Theresa May’s former aide Nick Timothy has been been called in to “review the effectiveness” of the Home Office.
Timothy, who was an adviser to May both when she was home secretary and prime minister, has been appointed as an independent consultant to "advise on structures and systems which support the home secretary in the Home Office", a departmental spokesperson said.
He took up the unpaid position on 12 December and will continue his work until the end of February, they confirmed.
He was brought in following a series of scandals including overcrowding and poor living conditions at the Manston asylum centre last year.
The former No.10 adviser, who served as joint chief of staff to the then-PM along with Fiona Hill, co-authored a report last month that called for “immediate and bold action” to reduce the number of asylum seekers crossing the Channel to reach the UK.
The Centre for Policy Studies report, which featured a foreword by home secretary Suella Braverman, called for asylum seekers who enter the UK illegally to be detained indefinitely and “rapidly” deported to Rwanda. It also called for more agreements like the one the government has with the east African country to “process” and resettle asylum seekers who seek refuge in the UK.

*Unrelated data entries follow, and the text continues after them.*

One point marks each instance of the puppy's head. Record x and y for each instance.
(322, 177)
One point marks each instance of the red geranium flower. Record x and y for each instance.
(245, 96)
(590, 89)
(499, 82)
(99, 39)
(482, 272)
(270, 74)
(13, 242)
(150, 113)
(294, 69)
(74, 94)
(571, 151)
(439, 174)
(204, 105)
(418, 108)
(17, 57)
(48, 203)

Other policy changes the paper called for included the creation of an identity database and system of mandatory identity cards.
The report comes days after Braverman walked back a pledge to implement three recommendations from Wendy Williams’s lessons-learned review into the Windrush scandal, intended to improve the running of the department and ensure previous harms are not repeated.
The former police watchdog 2020 report said the Home Office had displayed “institutional ignorance and thoughtlessness” on race during the scandal, which saw members of the Windrush generation wrongly denied access to public services, housing and jobs, and even deported.
But despite then-home secretary Priti Patel’s pledge to implement the review’s 30 recommendations, Braverman said last week that the department would no longer implement three: to run “reconciliation events” for victims; introduce a commissioner responsible for migrants; and review the role and remit of the independent chief inspector of borders and immigration.
Braverman said the Home Office had made “sustained progress” on delivering Williams’ recommendations – but information published by the department alongside her statement showed just eight have been met so far.
The report follows this weekend’s news that a Home Office data error led to welfare benefits incorrectly being paid to thousands of EU citizens whose applications for settled status in the UK were unsuccessful.
Timothy has been outspoken on a range of policy issues including immigration and education since he left government following the 2017 general election.
Three years after leaving, Timothy became a non-executive director at the Department for Education. He left that post in June 2022.
He has previously been outspoken on education policy, calling for an expansion of technical qualifications in 2017 and labelling the university tuition fee system a “pointless Ponzi scheme”.
CSW has approached the Home Office for a comment.